To further improve the SC of MnO₂–PANI nanocomposites, extensive research work has been focused on ternary composite films as electrodes. In these uniquely structured systems, each component contributes a specific functionality to achieve the goal of enhancing capacitance and energy density. Ternary composites have demonstrated high specific capacitance, good rate capability, and good cycling stability.²⁵ It has been reported that Ag/MnO₂ nanocomposite system exhibited higher SC than pure MnO₂.^26–29 It was proposed that the addition of Ag nanoparticles could reduce the electrical resistance of oxide pseudo-capacitor materials. Furthermore, the incorporation of Ag into PANI is thought to increase the system's electrical conductivity and thus electrochemical storage capacity. For example, Xie et al.³⁰ synthesized PANI–Ag nanocable arrays and obtained a specific capacitance as high as 850 F g⁻¹ at 10 mV s⁻¹ sweep rate. A PANI–Ag system with a Ag loading of 0.9 wt% exhibited almost a 2-fold higher SC than pure PANI.³¹ Therefore, rational design of a low cost and facile ternary nanoarchitecture system with better electrochemical performance, although challenging, is desirable. We selected to develop the Ag/PANI@MnO₂ core–shell ternary nanocomposite to achieve this goal.
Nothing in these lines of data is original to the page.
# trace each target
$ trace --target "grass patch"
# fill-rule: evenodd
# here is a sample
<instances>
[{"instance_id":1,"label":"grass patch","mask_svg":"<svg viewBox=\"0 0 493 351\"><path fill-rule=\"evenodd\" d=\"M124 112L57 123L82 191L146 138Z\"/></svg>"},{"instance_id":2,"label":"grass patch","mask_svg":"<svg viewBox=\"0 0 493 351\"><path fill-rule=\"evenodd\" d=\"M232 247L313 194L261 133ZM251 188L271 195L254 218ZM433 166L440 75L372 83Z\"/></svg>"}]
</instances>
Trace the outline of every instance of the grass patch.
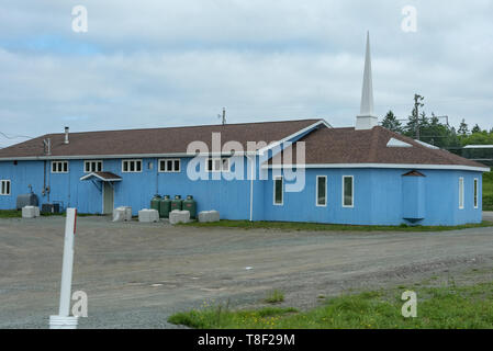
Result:
<instances>
[{"instance_id":1,"label":"grass patch","mask_svg":"<svg viewBox=\"0 0 493 351\"><path fill-rule=\"evenodd\" d=\"M493 172L483 173L483 211L493 211Z\"/></svg>"},{"instance_id":2,"label":"grass patch","mask_svg":"<svg viewBox=\"0 0 493 351\"><path fill-rule=\"evenodd\" d=\"M249 220L220 220L214 223L192 222L179 224L193 227L225 227L243 229L282 229L294 231L446 231L467 228L492 227L492 222L467 224L460 226L350 226L337 224L316 224L298 222L249 222Z\"/></svg>"},{"instance_id":3,"label":"grass patch","mask_svg":"<svg viewBox=\"0 0 493 351\"><path fill-rule=\"evenodd\" d=\"M408 287L417 293L417 318L404 318L403 290L329 298L321 307L296 312L204 308L172 315L177 325L204 329L492 329L493 282L440 287Z\"/></svg>"},{"instance_id":4,"label":"grass patch","mask_svg":"<svg viewBox=\"0 0 493 351\"><path fill-rule=\"evenodd\" d=\"M65 213L42 213L41 216L64 216ZM21 210L0 210L0 218L22 218Z\"/></svg>"},{"instance_id":5,"label":"grass patch","mask_svg":"<svg viewBox=\"0 0 493 351\"><path fill-rule=\"evenodd\" d=\"M66 216L65 212L61 213L41 213L42 217L51 217L51 216ZM104 216L100 214L90 214L90 213L77 213L77 217L90 217L90 216ZM22 218L21 210L0 210L0 218Z\"/></svg>"},{"instance_id":6,"label":"grass patch","mask_svg":"<svg viewBox=\"0 0 493 351\"><path fill-rule=\"evenodd\" d=\"M279 304L284 301L284 294L278 290L271 292L265 299L268 304Z\"/></svg>"}]
</instances>

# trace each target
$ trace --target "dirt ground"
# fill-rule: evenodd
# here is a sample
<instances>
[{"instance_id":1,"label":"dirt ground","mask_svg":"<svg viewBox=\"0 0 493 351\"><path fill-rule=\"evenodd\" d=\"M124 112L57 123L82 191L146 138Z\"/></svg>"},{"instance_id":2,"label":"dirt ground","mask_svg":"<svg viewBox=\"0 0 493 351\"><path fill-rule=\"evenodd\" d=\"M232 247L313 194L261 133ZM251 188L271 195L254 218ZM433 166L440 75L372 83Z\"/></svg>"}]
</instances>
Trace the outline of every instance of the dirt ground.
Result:
<instances>
[{"instance_id":1,"label":"dirt ground","mask_svg":"<svg viewBox=\"0 0 493 351\"><path fill-rule=\"evenodd\" d=\"M0 328L47 328L57 314L64 220L0 219ZM492 280L493 228L301 233L80 217L72 291L89 298L80 328L176 328L166 321L170 314L204 302L256 307L278 288L283 305L309 308L318 295L434 275Z\"/></svg>"}]
</instances>

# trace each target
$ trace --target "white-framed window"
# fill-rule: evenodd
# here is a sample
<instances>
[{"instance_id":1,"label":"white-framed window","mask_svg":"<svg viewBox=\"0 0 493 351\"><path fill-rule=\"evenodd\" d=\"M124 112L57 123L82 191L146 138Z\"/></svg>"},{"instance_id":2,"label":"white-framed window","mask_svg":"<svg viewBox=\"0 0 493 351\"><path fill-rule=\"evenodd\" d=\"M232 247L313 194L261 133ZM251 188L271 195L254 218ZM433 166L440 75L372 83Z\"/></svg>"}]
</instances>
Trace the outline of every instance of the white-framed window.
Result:
<instances>
[{"instance_id":1,"label":"white-framed window","mask_svg":"<svg viewBox=\"0 0 493 351\"><path fill-rule=\"evenodd\" d=\"M102 172L103 171L103 161L83 161L83 172L92 173L92 172Z\"/></svg>"},{"instance_id":2,"label":"white-framed window","mask_svg":"<svg viewBox=\"0 0 493 351\"><path fill-rule=\"evenodd\" d=\"M68 173L68 161L52 161L52 173Z\"/></svg>"},{"instance_id":3,"label":"white-framed window","mask_svg":"<svg viewBox=\"0 0 493 351\"><path fill-rule=\"evenodd\" d=\"M181 171L179 158L164 158L159 160L159 172L178 173Z\"/></svg>"},{"instance_id":4,"label":"white-framed window","mask_svg":"<svg viewBox=\"0 0 493 351\"><path fill-rule=\"evenodd\" d=\"M282 206L284 204L284 184L282 176L273 178L273 204Z\"/></svg>"},{"instance_id":5,"label":"white-framed window","mask_svg":"<svg viewBox=\"0 0 493 351\"><path fill-rule=\"evenodd\" d=\"M327 206L327 176L316 177L316 206Z\"/></svg>"},{"instance_id":6,"label":"white-framed window","mask_svg":"<svg viewBox=\"0 0 493 351\"><path fill-rule=\"evenodd\" d=\"M355 207L355 178L343 176L343 207Z\"/></svg>"},{"instance_id":7,"label":"white-framed window","mask_svg":"<svg viewBox=\"0 0 493 351\"><path fill-rule=\"evenodd\" d=\"M480 181L478 178L474 178L474 208L479 208L480 204L479 204L479 185L480 185Z\"/></svg>"},{"instance_id":8,"label":"white-framed window","mask_svg":"<svg viewBox=\"0 0 493 351\"><path fill-rule=\"evenodd\" d=\"M0 195L9 196L10 195L10 180L0 181Z\"/></svg>"},{"instance_id":9,"label":"white-framed window","mask_svg":"<svg viewBox=\"0 0 493 351\"><path fill-rule=\"evenodd\" d=\"M463 210L463 178L459 178L459 210Z\"/></svg>"},{"instance_id":10,"label":"white-framed window","mask_svg":"<svg viewBox=\"0 0 493 351\"><path fill-rule=\"evenodd\" d=\"M138 173L142 172L142 160L122 160L123 173Z\"/></svg>"},{"instance_id":11,"label":"white-framed window","mask_svg":"<svg viewBox=\"0 0 493 351\"><path fill-rule=\"evenodd\" d=\"M209 158L205 170L208 172L229 172L229 158Z\"/></svg>"}]
</instances>

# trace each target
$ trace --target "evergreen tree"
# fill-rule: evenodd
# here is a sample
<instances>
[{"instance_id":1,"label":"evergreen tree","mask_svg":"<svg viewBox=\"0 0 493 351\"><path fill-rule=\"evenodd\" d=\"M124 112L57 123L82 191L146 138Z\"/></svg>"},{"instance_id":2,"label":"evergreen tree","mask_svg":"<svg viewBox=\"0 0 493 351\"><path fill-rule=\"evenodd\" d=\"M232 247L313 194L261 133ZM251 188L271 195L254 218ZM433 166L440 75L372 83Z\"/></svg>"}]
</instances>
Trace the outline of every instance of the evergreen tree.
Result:
<instances>
[{"instance_id":1,"label":"evergreen tree","mask_svg":"<svg viewBox=\"0 0 493 351\"><path fill-rule=\"evenodd\" d=\"M467 136L467 135L469 134L469 126L468 126L468 124L466 123L466 120L464 120L464 118L462 118L462 122L460 123L458 134L459 134L460 136Z\"/></svg>"},{"instance_id":2,"label":"evergreen tree","mask_svg":"<svg viewBox=\"0 0 493 351\"><path fill-rule=\"evenodd\" d=\"M472 134L474 134L474 133L481 133L482 131L481 131L481 127L477 124L477 125L474 125L474 127L472 128L472 131L471 131L471 133Z\"/></svg>"},{"instance_id":3,"label":"evergreen tree","mask_svg":"<svg viewBox=\"0 0 493 351\"><path fill-rule=\"evenodd\" d=\"M395 117L392 110L386 113L385 117L382 121L382 126L395 133L402 134L403 132L401 122L399 122L397 117Z\"/></svg>"}]
</instances>

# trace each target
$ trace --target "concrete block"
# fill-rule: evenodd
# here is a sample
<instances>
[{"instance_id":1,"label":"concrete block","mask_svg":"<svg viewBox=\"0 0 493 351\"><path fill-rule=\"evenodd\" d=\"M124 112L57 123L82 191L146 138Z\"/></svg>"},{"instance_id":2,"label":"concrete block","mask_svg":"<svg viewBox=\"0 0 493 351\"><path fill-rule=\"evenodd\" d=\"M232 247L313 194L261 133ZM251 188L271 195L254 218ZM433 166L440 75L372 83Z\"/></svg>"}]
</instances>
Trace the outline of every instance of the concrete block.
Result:
<instances>
[{"instance_id":1,"label":"concrete block","mask_svg":"<svg viewBox=\"0 0 493 351\"><path fill-rule=\"evenodd\" d=\"M169 213L169 223L170 224L189 223L189 222L190 222L190 212L189 211L173 210Z\"/></svg>"},{"instance_id":2,"label":"concrete block","mask_svg":"<svg viewBox=\"0 0 493 351\"><path fill-rule=\"evenodd\" d=\"M113 222L131 222L132 207L120 206L113 210Z\"/></svg>"},{"instance_id":3,"label":"concrete block","mask_svg":"<svg viewBox=\"0 0 493 351\"><path fill-rule=\"evenodd\" d=\"M124 222L126 220L126 210L125 207L116 207L113 210L113 222Z\"/></svg>"},{"instance_id":4,"label":"concrete block","mask_svg":"<svg viewBox=\"0 0 493 351\"><path fill-rule=\"evenodd\" d=\"M199 213L199 222L220 222L219 211L202 211Z\"/></svg>"},{"instance_id":5,"label":"concrete block","mask_svg":"<svg viewBox=\"0 0 493 351\"><path fill-rule=\"evenodd\" d=\"M138 222L159 222L159 212L156 210L144 208L138 212Z\"/></svg>"},{"instance_id":6,"label":"concrete block","mask_svg":"<svg viewBox=\"0 0 493 351\"><path fill-rule=\"evenodd\" d=\"M22 218L35 218L35 217L40 217L40 207L37 206L22 207Z\"/></svg>"}]
</instances>

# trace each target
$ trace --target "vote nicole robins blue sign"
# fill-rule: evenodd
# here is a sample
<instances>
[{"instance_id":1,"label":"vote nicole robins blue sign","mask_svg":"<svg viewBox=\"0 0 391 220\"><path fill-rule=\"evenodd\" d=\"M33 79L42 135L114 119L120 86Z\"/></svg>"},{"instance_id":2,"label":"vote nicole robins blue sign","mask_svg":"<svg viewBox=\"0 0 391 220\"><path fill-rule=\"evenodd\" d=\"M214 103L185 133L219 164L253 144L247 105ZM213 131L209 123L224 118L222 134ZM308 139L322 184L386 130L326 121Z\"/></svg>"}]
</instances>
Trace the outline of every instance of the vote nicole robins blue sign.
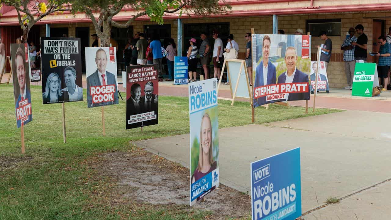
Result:
<instances>
[{"instance_id":1,"label":"vote nicole robins blue sign","mask_svg":"<svg viewBox=\"0 0 391 220\"><path fill-rule=\"evenodd\" d=\"M187 57L176 56L174 58L174 83L187 84Z\"/></svg>"},{"instance_id":2,"label":"vote nicole robins blue sign","mask_svg":"<svg viewBox=\"0 0 391 220\"><path fill-rule=\"evenodd\" d=\"M251 163L253 220L294 220L301 215L300 148Z\"/></svg>"}]
</instances>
In the present work, we fabricated new ternary Ag/PANI@MnO₂ core–shell nanowires. The Ag/PANI@MnO₂ system exhibited high specific capacitance and retention rate. At an applied current density of 0.1 A g⁻¹, the maximum specific capacitance of Ag/PANI@MnO₂ reached 518.0 F g⁻¹, which is about 4-, 2-, and 2-fold higher than the capacitance of using PANI, Ag/PANI, and PANI@MnO₂, respectively.

Experimental section

Chemical reagents

All chemicals used in these experiments were of analytical grade and were purchased from Sinopharm Chemical Reagent Co. Ltd. (China). The aniline was distilled under reduced pressure before use and all the other chemicals were used as received. The deionized water were prepared by a Milli-Q Plus system (Millipore, France) with a measured electrical resistivity of 18.2 MΩ.

Synthesis of PANI nanowires

The aniline monomer was distilled under reduced pressure and H₂SO₄ and ammonium persulfate ((NH₄)₂S₂O₈, APS) were used as the dopant and oxidant, respectively. A typical synthesis procedure for PANI nanowires was as follows: 0.2 mol sulfuric acid and 0.03 mol aniline were added to a 0.2 L aqueous solution, under stirring in ice bath for about 30 min. Then, another 0.2 L aqueous solution containing APS was added dropwise to the mixture and stirred for 10 min. The molar ratio of ANi : APS was 4 : 1. The polymerization was carried out at 0 °C for 6 h. The obtained powders were filtered and washed several times with distilled water to remove residual APS oxidant, and then were dried at 80 °C for 12 h.

Synthesis of Ag/PANI nanowires

The Ag/PANI were prepared according to a previously described method.^32,33 In a typical procedure, 1 M AgNO₃ solution was made with deionized (DI) water and stirred for 10 min using a magnetic stirrer at room temperature. Then 0.05 g PANI nanowires were added to the above solution followed by 5 min ultrasonic mixing. The mixture was then subjected for 1 h stirring. Ag/PANI nanowires were obtained by drying the mixture in an oven at 80 °C for 12 h.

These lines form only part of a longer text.